State and Federal Privacy Laws Complicate School Safety in Washington State School District

Student-privacy laws complicate schools’ ability to prevent attacks
Via: The Seattle Times

This story continues the myths surrounding state and federal student records privacy laws. Persistent misperceptions exist about the role of FERPA in the safe schools movement. This need not be. Every educator needs to understand FERPA and its impact on interagency collaboration—especially after Columbine. It is still true that FERPA remains focused on what Congress in 1974 saw as growing evidence of abuse of access to student records. Attracting specific concern were incidents of access to student records without parental notice or consent, lack of a consistent system for governing access to records by other agencies, and failure to disclose disciplinary information to parents. It is equally clear that FERPA provides a strict framework to deter abusive practices by conditioning the availability of federal funds to schools that comply with its regulations.

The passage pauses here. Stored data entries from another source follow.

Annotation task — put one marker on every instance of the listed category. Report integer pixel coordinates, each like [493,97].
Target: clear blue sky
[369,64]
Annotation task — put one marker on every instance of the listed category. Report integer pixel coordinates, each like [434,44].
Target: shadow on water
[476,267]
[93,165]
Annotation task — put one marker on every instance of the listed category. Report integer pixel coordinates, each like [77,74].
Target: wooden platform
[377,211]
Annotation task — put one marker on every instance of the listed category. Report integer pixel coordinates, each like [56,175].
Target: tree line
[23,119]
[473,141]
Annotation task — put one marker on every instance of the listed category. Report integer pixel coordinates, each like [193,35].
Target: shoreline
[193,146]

However, both Congress and the courts have clarified what constitutes a violation of FERPA’s privacy provisions. Congress has refined a list of the circumstances when disclosure is permitted without prior written consent. It includes disclosures that are made:

• To comply with a judicial order or lawfully issued subpoena, 34 CFR 99.31(a)(9);

• In connection with a health or safety emergency, 34 CFR 99.31(a)(10);

• To provide “directory information” (student name, address, date of birth, dates of attendance, etc.), 34 CFR 99.37;

• To state and local officials in compliance with a state statute that requires or authorizes information sharing, 34 CFR 99.31(a)(5), 99.38;

• To provide information from the school’s law enforcement unit records file that is usually maintained by the SRO, 34 CFR 99.3, 99.8;

• To other school officials, including teachers, within the school or school district, 34 CFR 99.31(a)(1);

• To officials of another school, school system, or postsecondary institution where the student seeks or intends to enroll, 34 CFR 99.34; and

• To teachers and school officials in other schools when the information concerns disciplinary action taken against the student for conduct, 34 CFR 99.36.

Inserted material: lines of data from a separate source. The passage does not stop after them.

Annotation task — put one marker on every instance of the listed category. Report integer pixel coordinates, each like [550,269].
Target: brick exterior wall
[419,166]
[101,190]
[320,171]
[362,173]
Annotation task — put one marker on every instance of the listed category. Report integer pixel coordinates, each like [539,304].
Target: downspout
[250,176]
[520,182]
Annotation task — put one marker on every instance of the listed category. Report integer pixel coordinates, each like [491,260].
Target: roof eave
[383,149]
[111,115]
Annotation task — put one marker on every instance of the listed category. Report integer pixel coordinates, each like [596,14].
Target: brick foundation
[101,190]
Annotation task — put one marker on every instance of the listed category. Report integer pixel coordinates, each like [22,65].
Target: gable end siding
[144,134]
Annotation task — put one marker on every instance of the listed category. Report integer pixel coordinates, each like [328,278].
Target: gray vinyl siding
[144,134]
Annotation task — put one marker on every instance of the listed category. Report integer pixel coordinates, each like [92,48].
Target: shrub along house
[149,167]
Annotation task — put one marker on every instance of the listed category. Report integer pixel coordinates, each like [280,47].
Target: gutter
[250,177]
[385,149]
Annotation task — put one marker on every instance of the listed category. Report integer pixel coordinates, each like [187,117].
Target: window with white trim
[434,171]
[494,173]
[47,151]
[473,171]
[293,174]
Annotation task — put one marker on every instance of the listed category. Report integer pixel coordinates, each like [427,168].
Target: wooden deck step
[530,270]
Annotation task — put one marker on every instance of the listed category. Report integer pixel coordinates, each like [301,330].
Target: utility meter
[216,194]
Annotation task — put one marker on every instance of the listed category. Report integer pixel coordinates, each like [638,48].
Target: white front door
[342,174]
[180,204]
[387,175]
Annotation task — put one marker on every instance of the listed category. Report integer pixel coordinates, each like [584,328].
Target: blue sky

A majority of States now permit or require school officials to share information when it is in the best interests of campus safety and child protection. It is not a matter of whether educators can share. Instead it is a matter of when, to whom, and under what circumstances. FERPA is simply not the impediment most think it to be.

As to HIPAA, it is difficult to conceive of a school district to which its privacy regulations apply. It simply does not control the question of records dissemination policies. See Joint Guidance on the Application of (FERPA) and (HIPAA) to Student Health Records.